Blog Guidelines

Blogs (original writing and response writing)

Due according to the revised course schedule

What is the blog? You will write short blogs based on course readings, on articles you find in the public media and on class readings. You will be required to write your own blog posts, as well as respond to posts of their classmates. In these blogs, you are the author. Your audience is your classmates. These blogs are low-points, low-risk assignments.

What is the purpose of these blogs? The purpose of these blogs is to stimulate your thinking about issues, questions and problems raised in the reading and to help you begin to develop your ideas for the essays. By writing blogs, you will:

  • Learn to respond to papers as you read them—allowing you to think and share your ideas with others in the class, so that our class discussions will be more fulsome;
  • Learn to develop a perspective and support it with data or evidence;
  • Develop ideas that you will expand more fully in the comparative essays.

What are you required to do for blogging and responding?

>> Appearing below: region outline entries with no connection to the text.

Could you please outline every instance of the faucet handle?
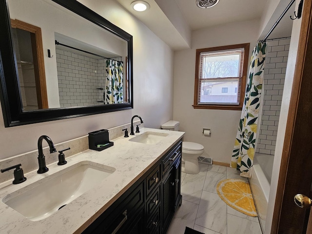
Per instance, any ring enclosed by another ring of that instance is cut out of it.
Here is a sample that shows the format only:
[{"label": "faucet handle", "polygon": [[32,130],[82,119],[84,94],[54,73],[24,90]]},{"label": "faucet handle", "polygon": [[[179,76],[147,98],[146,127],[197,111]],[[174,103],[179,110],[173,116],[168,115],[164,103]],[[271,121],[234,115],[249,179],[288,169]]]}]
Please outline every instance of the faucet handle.
[{"label": "faucet handle", "polygon": [[125,137],[129,137],[129,135],[128,135],[128,129],[125,128],[124,129],[122,129],[122,131],[125,131]]},{"label": "faucet handle", "polygon": [[140,132],[140,130],[139,130],[139,129],[138,128],[138,126],[139,126],[139,125],[141,125],[140,123],[139,123],[138,124],[136,125],[136,133],[139,133]]},{"label": "faucet handle", "polygon": [[3,173],[4,172],[15,169],[15,170],[13,172],[14,174],[14,180],[13,180],[12,183],[13,184],[20,184],[26,181],[27,179],[26,177],[24,176],[23,169],[20,168],[20,166],[21,166],[21,164],[20,163],[15,166],[12,166],[12,167],[8,167],[7,168],[1,169],[0,171]]},{"label": "faucet handle", "polygon": [[64,165],[67,163],[66,160],[65,160],[65,155],[63,153],[63,152],[68,150],[70,150],[70,148],[66,148],[66,149],[58,151],[59,154],[58,154],[58,165]]}]

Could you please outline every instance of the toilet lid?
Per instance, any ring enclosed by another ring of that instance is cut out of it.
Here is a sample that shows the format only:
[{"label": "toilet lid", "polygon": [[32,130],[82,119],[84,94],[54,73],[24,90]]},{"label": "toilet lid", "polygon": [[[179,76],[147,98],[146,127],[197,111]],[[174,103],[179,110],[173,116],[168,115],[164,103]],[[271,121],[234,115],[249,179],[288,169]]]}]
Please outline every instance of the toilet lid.
[{"label": "toilet lid", "polygon": [[204,146],[197,143],[183,141],[182,143],[182,148],[190,151],[200,151],[204,149]]}]

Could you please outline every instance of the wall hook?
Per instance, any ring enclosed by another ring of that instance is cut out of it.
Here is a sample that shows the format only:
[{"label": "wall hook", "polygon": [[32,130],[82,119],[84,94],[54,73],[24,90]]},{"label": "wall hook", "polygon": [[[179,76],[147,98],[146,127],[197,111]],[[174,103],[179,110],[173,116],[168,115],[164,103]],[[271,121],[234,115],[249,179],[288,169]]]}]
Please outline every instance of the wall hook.
[{"label": "wall hook", "polygon": [[50,52],[50,50],[48,49],[48,57],[49,58],[53,58],[53,56],[51,56],[51,52]]},{"label": "wall hook", "polygon": [[297,11],[297,15],[296,15],[296,12],[294,11],[293,12],[293,14],[294,15],[295,18],[293,18],[292,17],[292,16],[290,17],[292,20],[293,20],[296,19],[300,19],[301,18],[301,13],[302,12],[303,5],[303,0],[301,0],[300,3],[299,3],[299,6],[298,6],[298,11]]}]

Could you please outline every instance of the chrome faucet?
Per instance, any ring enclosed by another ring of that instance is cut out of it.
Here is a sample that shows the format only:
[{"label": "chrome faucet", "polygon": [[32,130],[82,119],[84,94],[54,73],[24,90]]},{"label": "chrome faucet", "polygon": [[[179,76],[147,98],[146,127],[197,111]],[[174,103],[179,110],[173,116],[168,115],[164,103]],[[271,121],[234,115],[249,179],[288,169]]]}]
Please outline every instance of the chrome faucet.
[{"label": "chrome faucet", "polygon": [[49,171],[49,168],[45,166],[45,157],[43,155],[42,150],[42,140],[43,139],[46,140],[49,144],[50,153],[52,154],[57,152],[57,150],[54,147],[53,142],[52,142],[52,140],[49,136],[43,135],[39,137],[39,139],[38,139],[38,163],[39,164],[39,169],[37,171],[37,173],[39,174],[42,174]]},{"label": "chrome faucet", "polygon": [[141,123],[143,123],[143,120],[142,120],[142,118],[141,117],[140,117],[138,116],[134,116],[134,117],[132,117],[132,118],[131,119],[131,126],[130,127],[130,130],[131,131],[131,132],[130,133],[130,135],[135,135],[135,133],[134,132],[134,127],[133,127],[133,119],[135,118],[136,117],[138,117],[141,120]]}]

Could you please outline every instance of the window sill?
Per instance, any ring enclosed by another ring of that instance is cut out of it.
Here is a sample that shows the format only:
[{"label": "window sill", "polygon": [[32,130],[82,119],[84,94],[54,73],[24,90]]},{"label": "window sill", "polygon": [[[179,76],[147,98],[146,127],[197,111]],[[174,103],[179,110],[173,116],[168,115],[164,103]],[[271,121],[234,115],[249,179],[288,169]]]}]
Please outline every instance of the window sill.
[{"label": "window sill", "polygon": [[229,106],[218,105],[192,105],[194,109],[207,109],[212,110],[230,110],[241,111],[243,107],[241,106]]}]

  • Read the assigned reading (if you wish to write on an outside reading, read that, as well);
  • Your blog will be about 500 words in which you engage your classmates in thinking about the course material by doing one (just one) of the following:
    • Describe a question that the reading or article makes you ask: describe possible answers to your question and how those might be answered, based on the data and evidence (from the days reading or other articles);
    • Describe how the article made you re-think one of your ideas: evaluate the evidence on which you based your previous thinking and the data or evidence that made you re-think your ideas;
  • Within 48 hours of the due time, read your classmates blogs and respond to 2-3 of them.

How will you be evaluated on the blogs?

Unsatisfactory Underdeveloped Satisfactory Proficient Exceptional
1 2 3 4 5
Post is unfocused, or simply rehashes previous comments, and displays little evidence of engagement with the topic. Post asks a question or states a new idea; data and evidence are descriptive, rather than evaluative; few connections are made between ideas. The post reflects passing engagement with the topic. Post is reasonably focused; with a clear question or new idea that are well described; evidence or data is evaluated with respect to the question or idea; alternative answers or explanations are considered. The post reflects moderate engagement with the topic. Post asks a question or presents a new idea that is evaluated with evidence or data; post demonstrates of critical thinking skills, identification of underlying assumptions, and evidence evaluation. The post reflects good engagement with the topic. Post poses a question or a new idea that coherently integrates examples with evidence, data and critical analysis; writer demonstrates awareness of limitations or implications of question or idea. The post reflects in-depth engagement and understanding of creation of new knowledge on the topic.

Rubric originally developed by Mark Sample, Chronicle of Higher Education Sept 27, 2010.

Note: Unsubmitted blogs or blogs that only contain a few disconnected sentences will receive zero points.